Has Capital Gains Tax Amendment (23-07-2024) Reduced FII Interest in Indian Equity Markets? – Discussion
Post the Finance Act amendment dated 23-07-2024, Long-Term Capital Gains on listed equity are taxable at 12.5% u/s 112A on gains exceeding Rs. 1,25,000, whereas earlier the rate was 10% on gains exceeding Rs. 1,00,000.
At the same time:
The Indian Rupee has weakened against the US Dollar, reducing dollar-denominated returns for Foreign Institutional Investors (FIIs).
Competing markets such as China and Taiwan reportedly do not levy capital gains tax on equity investments for foreign investors.
Recent data indicates net FII outflows from Indian equity markets.
Points for discussion:
To what extent has the increase in LTCG tax rate and reduction of exemption threshold contributed to declining FII interest in Indian equities?

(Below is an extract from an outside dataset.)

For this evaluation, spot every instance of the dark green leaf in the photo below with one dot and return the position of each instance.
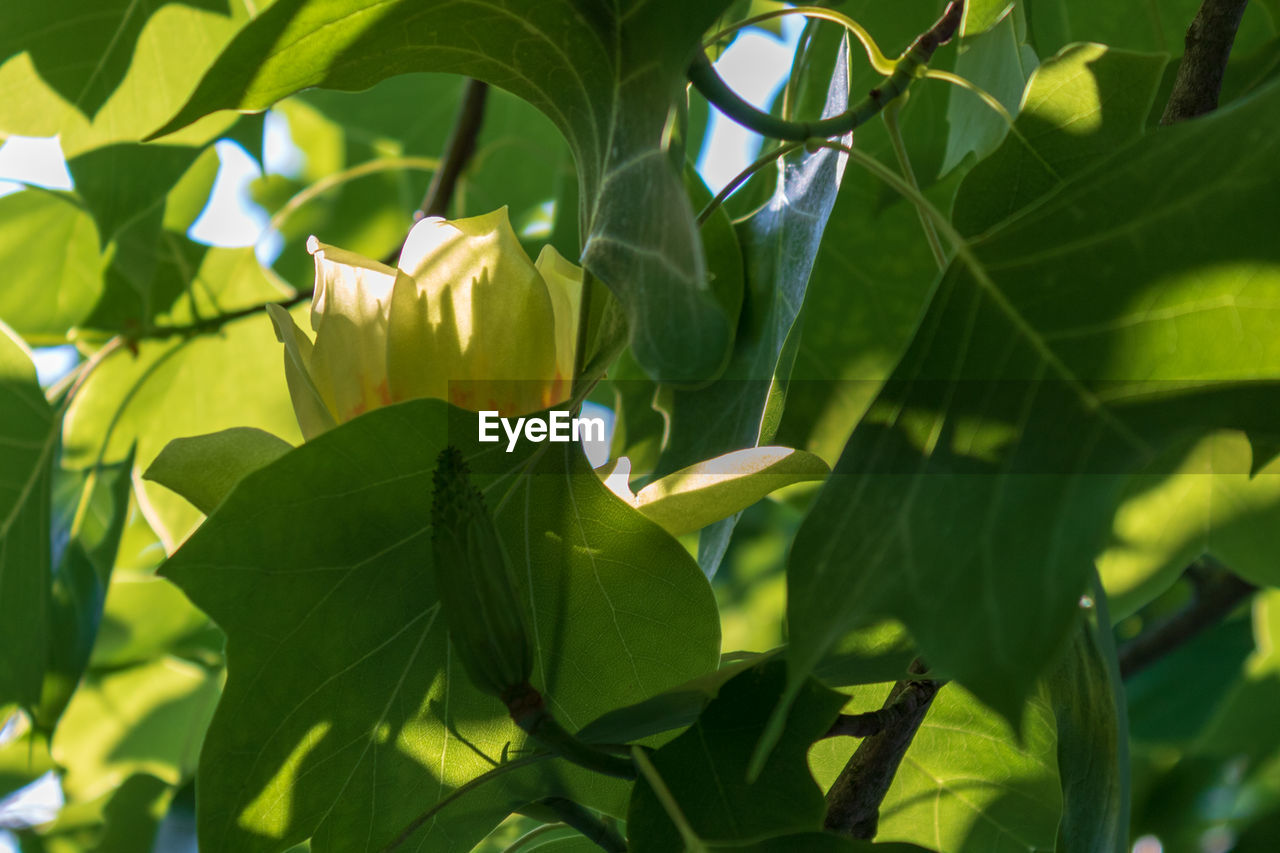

How significant is currency depreciation risk compared to capital gains taxation in influencing FII investment decisions?
Is India becoming less tax-competitive compared to markets like China and Taiwan from an FII perspective?
Should India consider tax policy reforms (e.g., lower LTCG rates for FIIs, higher exemption limits, or currency-adjusted taxation) to attract and retain long-term foreign portfolio investment?
What tax or policy changes should India consider to improve FII participation while balancing revenue considerations?